Tucking her helmet in the crook of her arm, Lauren Sable Reilly walked to the hallway with him. "I know being idle is difficult for you, Sheng, but I count on you to follow orders and stay here. I'll call if anything happens."
The Chujiran turned away from her to head toward the kitchen at the rear of the front hallway. "I'll be here with the PBJs," he said.
III.
At eight fifteen that evening, the Turner kids had left their parent's Honda Accord three blocks away from their goal. Located on lower Canal Street, the Hartwicke Building had two gift shops with Asian and pseudo-Asian merchandise on the ground floor, as well as the manager's office. Stepping into a foyer with rickety wooden stairs going up at the rear, Chauncey studied the line-up of mailboxes on the wall.
"Seems like the top two floors are rented out as apartments," he announced. "The second floor has an insurance company and the SUNNY DAY massage spa. How tacky."
"Who are you kidding?" scoffed Amelia. "If you looked a few years older, you'd love to visit it."
The chubby boy did not respond. "It's the third floor that seems interesting. Two chiropractors in a joint office, something called 'Travel Funds Management,' and 'Argent Investigations.' That's the Chinese detective, all right."
"We were HERE, remember?" Parker interrupted. "Just this morning!
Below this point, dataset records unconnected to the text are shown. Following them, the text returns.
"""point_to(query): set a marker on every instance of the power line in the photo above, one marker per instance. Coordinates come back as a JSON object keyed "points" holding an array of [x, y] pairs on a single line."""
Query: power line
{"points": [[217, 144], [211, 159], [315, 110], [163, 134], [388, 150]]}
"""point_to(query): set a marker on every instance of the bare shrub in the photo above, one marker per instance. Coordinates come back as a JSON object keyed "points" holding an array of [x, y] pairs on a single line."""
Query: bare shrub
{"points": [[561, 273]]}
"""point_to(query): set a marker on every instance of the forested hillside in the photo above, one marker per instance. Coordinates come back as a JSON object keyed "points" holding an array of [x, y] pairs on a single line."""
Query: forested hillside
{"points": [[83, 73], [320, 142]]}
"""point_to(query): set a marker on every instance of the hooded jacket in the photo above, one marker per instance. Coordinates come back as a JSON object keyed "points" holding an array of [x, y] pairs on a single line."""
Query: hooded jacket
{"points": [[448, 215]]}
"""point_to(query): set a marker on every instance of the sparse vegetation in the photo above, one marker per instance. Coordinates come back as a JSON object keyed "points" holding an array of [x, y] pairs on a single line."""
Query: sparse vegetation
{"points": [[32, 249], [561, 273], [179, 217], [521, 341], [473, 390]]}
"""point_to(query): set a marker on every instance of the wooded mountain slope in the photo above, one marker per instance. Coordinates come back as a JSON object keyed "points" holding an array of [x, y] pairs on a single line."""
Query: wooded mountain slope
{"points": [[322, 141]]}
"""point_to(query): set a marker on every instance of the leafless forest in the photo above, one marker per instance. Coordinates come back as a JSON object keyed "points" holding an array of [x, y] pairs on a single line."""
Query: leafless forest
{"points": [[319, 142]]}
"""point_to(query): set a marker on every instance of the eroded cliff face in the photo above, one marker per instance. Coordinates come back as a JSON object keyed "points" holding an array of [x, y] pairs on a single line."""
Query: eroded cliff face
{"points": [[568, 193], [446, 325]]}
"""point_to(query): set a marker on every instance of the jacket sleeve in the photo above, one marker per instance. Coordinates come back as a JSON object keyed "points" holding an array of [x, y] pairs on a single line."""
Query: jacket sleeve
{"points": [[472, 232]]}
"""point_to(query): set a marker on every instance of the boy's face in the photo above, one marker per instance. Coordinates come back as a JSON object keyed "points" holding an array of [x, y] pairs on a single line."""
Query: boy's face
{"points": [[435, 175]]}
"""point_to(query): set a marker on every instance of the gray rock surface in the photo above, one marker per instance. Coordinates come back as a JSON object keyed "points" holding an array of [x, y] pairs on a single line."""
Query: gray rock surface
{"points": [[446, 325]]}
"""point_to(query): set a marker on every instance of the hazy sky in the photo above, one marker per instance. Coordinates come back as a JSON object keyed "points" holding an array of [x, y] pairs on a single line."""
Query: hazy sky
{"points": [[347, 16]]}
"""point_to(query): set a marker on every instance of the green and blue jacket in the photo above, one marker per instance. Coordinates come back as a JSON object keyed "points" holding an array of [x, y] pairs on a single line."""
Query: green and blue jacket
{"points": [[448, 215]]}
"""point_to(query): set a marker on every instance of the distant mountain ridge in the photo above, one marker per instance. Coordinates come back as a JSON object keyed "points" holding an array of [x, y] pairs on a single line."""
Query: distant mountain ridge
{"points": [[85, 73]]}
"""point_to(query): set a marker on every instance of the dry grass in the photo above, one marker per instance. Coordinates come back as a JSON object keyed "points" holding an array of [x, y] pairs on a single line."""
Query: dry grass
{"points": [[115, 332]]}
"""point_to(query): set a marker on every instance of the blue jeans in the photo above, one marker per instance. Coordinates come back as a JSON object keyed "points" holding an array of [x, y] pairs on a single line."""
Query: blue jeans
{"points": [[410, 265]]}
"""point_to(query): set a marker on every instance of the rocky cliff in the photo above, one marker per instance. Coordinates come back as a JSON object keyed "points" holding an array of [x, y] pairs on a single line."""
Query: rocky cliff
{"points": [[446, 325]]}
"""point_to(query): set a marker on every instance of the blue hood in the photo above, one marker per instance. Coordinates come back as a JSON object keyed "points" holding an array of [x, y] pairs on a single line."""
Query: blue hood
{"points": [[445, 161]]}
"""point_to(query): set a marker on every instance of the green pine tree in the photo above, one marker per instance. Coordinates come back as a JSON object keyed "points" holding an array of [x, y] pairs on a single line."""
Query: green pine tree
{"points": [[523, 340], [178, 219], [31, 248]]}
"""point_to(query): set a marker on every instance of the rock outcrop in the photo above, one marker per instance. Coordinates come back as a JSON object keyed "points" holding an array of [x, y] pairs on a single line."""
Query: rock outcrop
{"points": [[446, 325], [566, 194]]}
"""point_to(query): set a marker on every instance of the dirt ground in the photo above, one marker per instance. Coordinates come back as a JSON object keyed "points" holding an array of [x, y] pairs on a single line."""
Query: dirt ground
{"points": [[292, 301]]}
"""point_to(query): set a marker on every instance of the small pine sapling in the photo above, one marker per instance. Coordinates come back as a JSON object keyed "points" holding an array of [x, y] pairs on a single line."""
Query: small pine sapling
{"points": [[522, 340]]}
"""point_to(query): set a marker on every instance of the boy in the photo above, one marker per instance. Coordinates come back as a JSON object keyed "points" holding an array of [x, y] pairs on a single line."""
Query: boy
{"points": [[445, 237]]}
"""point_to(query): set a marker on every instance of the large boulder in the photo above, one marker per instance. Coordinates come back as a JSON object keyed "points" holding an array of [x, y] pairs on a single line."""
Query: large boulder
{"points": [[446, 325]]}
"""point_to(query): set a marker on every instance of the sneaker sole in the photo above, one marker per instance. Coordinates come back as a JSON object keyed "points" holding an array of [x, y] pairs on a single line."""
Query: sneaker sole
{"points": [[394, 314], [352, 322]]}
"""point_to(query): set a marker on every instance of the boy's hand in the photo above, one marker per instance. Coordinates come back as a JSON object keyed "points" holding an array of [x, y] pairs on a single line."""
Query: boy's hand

Why do you have to make everything so drawn-out and dramatic?"
A few minutes later, an adorable orange-and-white kitten poked its head up from the stairwell onto the third floor. No one was in sight. There was a bench by the window that looked out on lower Canal Street, a fire extinguisher behind a glass panel and a large potted plant by the stairwell but aside from that, the hall was bare wooden floors and white plaster walls. Old-fashioned glass bulbs in the ceiling glowed with the subdued light of low-watt bulbs, showing two closed office doors and a plain wooden door that read JANITOR in black metal letters.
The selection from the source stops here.